There were no mood changes associated with any drink. This is consistent with much of the previous literature regarding glucose. However, caffeine is often associated with alerting effects, although these are most easily detected in individuals who are in a deprivation state owing to (e.g.) fatigue and are most readily found with higher caffeine doses. In any case, these findings suggest that the significant improvement in multi-tasking performance following the caffeine–glucose drink reflects direct effects on performance rather than a secondary effect of improved arousal/alertness.

It is worth noting that the mean body mass index of the participants is towards the high end of the normal range (mean body mass index = 24.36, SD 4.47). We have previously reported that body composition differentially influences glucose absorption and possibly cognitive responses to glucose (Owen ). Further work might usefully be directed to discerning the effect of body composition on cognitive responses to various nutritional interventions.

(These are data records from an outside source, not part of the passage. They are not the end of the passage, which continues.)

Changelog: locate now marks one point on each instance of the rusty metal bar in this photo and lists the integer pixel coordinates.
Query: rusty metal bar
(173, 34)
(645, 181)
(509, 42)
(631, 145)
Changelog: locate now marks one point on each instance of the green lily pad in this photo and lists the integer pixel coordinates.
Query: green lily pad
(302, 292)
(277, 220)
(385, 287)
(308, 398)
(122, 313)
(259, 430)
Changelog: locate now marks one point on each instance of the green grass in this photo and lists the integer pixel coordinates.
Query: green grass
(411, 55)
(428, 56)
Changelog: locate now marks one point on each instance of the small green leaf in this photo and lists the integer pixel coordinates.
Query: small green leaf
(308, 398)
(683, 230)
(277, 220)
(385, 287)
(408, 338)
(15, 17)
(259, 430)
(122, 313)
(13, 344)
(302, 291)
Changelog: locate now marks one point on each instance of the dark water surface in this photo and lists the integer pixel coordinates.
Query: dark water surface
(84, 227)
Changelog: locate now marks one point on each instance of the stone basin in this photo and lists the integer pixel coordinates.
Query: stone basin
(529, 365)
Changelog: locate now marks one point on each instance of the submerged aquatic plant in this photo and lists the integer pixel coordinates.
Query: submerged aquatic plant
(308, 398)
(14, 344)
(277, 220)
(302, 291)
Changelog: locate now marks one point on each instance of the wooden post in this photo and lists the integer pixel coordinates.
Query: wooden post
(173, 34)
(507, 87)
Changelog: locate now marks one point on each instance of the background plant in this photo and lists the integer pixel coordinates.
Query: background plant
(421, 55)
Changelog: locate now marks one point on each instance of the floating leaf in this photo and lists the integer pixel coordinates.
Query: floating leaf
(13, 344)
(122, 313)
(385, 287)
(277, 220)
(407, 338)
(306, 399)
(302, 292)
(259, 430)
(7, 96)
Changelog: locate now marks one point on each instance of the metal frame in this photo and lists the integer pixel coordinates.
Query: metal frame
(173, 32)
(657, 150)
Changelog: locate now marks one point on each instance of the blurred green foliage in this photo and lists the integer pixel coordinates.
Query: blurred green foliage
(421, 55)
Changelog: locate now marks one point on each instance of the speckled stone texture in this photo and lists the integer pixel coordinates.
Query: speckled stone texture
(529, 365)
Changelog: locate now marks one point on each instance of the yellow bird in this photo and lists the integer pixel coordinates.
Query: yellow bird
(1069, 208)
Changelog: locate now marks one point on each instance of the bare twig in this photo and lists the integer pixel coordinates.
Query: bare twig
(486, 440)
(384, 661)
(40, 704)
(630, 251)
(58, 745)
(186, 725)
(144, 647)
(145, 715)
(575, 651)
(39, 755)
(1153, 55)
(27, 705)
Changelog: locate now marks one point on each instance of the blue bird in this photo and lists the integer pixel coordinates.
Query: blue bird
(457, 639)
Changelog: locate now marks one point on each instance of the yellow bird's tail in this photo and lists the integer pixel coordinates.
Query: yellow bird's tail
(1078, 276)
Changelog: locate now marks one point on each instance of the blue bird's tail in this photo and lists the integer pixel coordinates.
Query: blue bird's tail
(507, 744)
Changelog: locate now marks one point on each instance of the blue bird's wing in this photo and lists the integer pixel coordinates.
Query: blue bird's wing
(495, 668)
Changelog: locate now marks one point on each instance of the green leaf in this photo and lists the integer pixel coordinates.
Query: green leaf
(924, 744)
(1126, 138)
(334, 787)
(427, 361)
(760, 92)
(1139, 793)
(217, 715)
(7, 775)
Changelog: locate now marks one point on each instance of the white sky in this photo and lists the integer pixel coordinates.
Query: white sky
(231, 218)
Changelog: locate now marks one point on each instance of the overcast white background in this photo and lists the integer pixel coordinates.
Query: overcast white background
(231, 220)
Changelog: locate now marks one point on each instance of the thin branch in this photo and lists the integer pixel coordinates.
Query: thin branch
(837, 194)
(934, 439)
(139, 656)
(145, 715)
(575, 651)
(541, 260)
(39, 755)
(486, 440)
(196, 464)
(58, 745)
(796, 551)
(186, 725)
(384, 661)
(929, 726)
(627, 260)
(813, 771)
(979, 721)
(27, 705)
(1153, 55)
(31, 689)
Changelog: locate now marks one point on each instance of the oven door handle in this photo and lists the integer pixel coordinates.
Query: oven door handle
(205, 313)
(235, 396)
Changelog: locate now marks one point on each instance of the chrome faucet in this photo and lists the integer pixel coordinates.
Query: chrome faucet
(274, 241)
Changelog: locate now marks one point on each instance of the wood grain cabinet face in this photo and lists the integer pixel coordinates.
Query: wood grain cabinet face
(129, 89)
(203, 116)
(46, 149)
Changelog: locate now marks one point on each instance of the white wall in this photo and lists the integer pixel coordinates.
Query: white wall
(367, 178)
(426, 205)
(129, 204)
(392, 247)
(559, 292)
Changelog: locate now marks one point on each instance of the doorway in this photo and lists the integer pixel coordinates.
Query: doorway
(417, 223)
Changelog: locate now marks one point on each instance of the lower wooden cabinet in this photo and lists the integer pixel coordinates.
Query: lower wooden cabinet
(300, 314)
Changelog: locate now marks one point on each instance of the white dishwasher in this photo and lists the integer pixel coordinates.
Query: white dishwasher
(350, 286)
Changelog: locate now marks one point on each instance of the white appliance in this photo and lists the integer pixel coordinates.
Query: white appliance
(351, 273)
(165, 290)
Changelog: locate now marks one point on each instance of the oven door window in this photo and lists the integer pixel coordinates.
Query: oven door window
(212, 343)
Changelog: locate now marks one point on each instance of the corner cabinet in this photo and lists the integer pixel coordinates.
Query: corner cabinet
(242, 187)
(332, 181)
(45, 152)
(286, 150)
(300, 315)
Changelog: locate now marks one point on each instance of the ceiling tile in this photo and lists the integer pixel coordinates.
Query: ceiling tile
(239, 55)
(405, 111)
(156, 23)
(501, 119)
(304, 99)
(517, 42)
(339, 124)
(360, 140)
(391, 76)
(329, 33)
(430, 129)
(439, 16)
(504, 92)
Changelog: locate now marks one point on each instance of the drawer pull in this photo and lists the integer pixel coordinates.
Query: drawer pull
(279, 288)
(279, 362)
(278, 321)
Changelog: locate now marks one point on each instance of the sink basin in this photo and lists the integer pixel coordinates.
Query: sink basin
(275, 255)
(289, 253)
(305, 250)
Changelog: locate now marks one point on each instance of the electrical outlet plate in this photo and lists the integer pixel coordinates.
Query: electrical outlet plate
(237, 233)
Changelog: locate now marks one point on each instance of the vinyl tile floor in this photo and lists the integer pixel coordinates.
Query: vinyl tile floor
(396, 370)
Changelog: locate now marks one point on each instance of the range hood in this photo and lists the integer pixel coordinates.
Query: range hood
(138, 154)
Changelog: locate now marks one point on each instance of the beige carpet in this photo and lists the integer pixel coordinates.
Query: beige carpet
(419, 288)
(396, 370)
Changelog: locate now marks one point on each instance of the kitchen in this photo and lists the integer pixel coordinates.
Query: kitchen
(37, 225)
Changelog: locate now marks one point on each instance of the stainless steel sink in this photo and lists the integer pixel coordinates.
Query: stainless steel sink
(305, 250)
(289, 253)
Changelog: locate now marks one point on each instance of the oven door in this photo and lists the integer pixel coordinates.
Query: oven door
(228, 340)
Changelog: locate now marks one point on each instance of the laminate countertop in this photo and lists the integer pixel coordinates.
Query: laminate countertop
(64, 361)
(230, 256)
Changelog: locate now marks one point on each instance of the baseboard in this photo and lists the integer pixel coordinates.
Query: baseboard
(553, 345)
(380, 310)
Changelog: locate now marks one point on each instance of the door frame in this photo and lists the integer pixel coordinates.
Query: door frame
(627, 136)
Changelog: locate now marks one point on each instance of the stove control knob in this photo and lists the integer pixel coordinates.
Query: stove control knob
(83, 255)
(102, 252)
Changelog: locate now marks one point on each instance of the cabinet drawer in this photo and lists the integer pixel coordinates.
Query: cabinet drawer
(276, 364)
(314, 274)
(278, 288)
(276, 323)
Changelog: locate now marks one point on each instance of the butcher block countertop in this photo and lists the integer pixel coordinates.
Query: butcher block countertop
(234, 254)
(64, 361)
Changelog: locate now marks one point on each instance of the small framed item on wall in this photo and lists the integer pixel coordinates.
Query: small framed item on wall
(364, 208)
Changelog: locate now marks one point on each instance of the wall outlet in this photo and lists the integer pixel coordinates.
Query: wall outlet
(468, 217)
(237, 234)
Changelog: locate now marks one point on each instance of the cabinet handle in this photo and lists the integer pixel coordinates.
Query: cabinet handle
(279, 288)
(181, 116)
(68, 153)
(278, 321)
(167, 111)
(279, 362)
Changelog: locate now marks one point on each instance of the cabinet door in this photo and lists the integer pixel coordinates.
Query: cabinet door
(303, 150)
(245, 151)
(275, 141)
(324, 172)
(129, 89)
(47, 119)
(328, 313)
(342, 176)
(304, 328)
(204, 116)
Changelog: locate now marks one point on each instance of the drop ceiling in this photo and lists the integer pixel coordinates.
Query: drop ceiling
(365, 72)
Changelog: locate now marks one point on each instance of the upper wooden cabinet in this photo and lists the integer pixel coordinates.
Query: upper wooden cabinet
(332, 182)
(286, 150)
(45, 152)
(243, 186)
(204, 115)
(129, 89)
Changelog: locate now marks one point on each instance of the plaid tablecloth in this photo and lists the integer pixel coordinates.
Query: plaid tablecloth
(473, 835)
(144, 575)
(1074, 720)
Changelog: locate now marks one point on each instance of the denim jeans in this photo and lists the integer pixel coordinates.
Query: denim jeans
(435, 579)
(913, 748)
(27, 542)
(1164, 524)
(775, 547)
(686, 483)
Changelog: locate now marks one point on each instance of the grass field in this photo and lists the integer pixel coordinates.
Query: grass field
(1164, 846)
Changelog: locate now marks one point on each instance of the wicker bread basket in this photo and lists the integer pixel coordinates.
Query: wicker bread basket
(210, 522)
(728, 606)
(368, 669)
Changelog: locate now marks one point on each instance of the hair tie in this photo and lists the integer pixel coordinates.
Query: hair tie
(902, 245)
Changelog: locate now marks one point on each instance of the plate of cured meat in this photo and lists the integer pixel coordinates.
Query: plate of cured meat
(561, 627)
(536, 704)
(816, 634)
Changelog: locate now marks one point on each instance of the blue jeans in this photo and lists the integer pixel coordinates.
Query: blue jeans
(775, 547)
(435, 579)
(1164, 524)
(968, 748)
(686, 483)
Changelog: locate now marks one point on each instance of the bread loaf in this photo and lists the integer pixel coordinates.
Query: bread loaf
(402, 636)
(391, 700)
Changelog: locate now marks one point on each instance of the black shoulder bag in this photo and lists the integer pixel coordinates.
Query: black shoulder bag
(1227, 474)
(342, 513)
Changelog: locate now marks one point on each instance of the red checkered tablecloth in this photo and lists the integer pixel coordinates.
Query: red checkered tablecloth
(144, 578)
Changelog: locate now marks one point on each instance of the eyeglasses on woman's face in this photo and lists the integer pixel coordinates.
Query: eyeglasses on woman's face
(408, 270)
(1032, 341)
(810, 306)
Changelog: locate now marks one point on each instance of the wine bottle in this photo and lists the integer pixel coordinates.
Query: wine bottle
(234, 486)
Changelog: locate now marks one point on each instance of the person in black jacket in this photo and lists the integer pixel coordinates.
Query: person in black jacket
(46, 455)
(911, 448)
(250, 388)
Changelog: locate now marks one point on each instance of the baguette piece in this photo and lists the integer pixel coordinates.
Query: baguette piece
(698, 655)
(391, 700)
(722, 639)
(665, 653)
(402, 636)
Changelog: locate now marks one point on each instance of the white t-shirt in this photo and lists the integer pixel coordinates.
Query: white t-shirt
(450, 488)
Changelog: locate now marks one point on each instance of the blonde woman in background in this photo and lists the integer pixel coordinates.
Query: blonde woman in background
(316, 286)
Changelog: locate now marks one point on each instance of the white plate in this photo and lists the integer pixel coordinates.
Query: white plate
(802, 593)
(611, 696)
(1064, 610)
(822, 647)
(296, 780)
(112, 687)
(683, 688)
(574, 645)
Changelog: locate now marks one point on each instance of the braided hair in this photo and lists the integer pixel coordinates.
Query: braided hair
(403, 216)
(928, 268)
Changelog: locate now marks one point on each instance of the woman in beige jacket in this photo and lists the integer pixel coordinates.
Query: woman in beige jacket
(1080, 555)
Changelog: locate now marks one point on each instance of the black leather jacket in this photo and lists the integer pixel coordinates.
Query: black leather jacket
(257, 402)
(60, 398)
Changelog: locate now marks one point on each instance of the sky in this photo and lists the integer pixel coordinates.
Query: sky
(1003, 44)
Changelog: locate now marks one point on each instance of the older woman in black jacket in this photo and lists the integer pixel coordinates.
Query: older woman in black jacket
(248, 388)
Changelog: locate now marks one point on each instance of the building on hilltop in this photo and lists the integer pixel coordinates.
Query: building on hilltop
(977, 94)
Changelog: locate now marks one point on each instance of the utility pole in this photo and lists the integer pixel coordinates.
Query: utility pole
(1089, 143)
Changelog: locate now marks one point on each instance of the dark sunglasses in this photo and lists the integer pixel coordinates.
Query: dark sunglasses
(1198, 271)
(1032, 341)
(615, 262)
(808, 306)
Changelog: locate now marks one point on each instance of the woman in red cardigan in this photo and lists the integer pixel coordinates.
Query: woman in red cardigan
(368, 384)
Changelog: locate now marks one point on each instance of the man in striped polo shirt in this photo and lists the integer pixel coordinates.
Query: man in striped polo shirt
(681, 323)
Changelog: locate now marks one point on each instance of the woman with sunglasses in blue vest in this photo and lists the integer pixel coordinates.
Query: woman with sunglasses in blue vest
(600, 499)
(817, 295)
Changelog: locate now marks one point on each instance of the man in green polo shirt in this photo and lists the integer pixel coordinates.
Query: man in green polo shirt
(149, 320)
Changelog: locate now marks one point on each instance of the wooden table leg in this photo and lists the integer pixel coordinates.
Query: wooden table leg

In summary, a drink containing 40 mg caffeine/60 g glucose improved performance of an ecologically valid task of multi-tasking. As the same drink improved aspects of executive functioning and attention, it is possible that increased allocation of attentional resources underlie this effect. Further work should be aimed at delineating the underlying mechanisms of these effects, including the use of functional brain imaging. It would be of great interest to examine different levels of glucose in combination with caffeine in order to determine the threshold levels of the two substances for positive effects on multi-tasking.

CONFLICT OF INTEREST

B. V. O. N. and C. P. are employees of GlaxoSmithKline. A. S., L. O. and C. S. have received research funding, consultancy and/or speakers fees from industry sources. The other authors declare no conflict of interest.